Un verano para matar (1972) 1Antonio Isasi, además de haber recibido un Goya honorífico por toda una vida dedicada al cine dirigió, allá por el año 1972, la película “Un verano para matar”, un film de acción y crimen al que he dedicado algún tiempo que tenía para perder.

La trama es sencilla: un crío de seis años es testigo del asesinato de su padre y cuando crece, decide vengarse de los asesinos que, en la actualidad, son unos mafiosos de cuidado.

Aparece, en el papel de policía americano Karl Malden al que quizá recuerden de Patton, Un tranvía llamado Deseo, La ley del silencio y otras producciones de similar factura. Lo cierto es que es el mejor actor del reparto.

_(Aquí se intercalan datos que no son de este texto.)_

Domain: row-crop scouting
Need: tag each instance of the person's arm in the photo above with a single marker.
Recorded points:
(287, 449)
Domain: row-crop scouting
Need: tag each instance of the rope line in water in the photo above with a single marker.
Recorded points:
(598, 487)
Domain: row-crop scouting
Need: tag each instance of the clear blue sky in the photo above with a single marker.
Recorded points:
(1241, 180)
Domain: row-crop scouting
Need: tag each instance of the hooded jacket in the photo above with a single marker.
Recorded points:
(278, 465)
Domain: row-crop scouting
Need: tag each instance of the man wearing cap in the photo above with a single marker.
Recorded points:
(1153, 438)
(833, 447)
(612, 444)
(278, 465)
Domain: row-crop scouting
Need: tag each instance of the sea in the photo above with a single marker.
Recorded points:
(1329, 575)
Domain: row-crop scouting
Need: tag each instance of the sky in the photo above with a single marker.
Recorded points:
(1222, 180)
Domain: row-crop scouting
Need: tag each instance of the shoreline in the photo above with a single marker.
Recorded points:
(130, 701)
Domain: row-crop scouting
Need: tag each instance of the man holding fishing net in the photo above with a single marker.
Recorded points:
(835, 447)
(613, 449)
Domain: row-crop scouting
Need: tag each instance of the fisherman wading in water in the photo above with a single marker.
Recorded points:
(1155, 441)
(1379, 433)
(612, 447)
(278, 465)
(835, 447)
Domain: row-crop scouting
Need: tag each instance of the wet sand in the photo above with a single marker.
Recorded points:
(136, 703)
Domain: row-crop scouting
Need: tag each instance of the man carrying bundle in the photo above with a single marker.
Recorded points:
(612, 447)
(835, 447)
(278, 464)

La película no la he visto entera porque se me terminó el tiempo que tenía para perder. Unido a esto, dejó de salir la Ossa 250 Enduro E-70 haciendo el cabra y el largometraje perdió todo su interés. Ni siquiera un guaperas Christopher Mitchum (hijo de Robert Mitchum) poniendo caritas y semblante plano despertó mi atención. Se fue la moto y se acabó la peli. Pero hasta entonces me resultó muy interesante ver a la Ossa pegando saltos, vadeando ríos a toda velocidad y comportándose como toda una campeona de los años 70.

Os la voy a poner por si tenéis tiempo para perder. En caso contrario siempre le podéis dar a la barra de desplazamiento.

Cine: El Puente de Alfredo Landa

el-puente-juan-antonio-bardem 2¿Una road movie de los años 70 y española? Si, perfectamente posible y real esta perla dirigida por  Juan Antonio Bardem e interpretada, de forma magistral, por Alfredo Landa.

El Puente para Landa supuso un salto, un puente hacia otro tipo de cine y otro tipo de papeles muy distintos a lo que nos tenía acostumbrados. Deja atrás, de forma definitiva, las películas del destape, de culos y tetas sin ton ni son y de argumentos pueriles que ahora algunos intentan justificar. Mirando este Puente descubriremos a un nuevo actor, camaleónico y polifacético, capaz de interpretar los personajes más variados.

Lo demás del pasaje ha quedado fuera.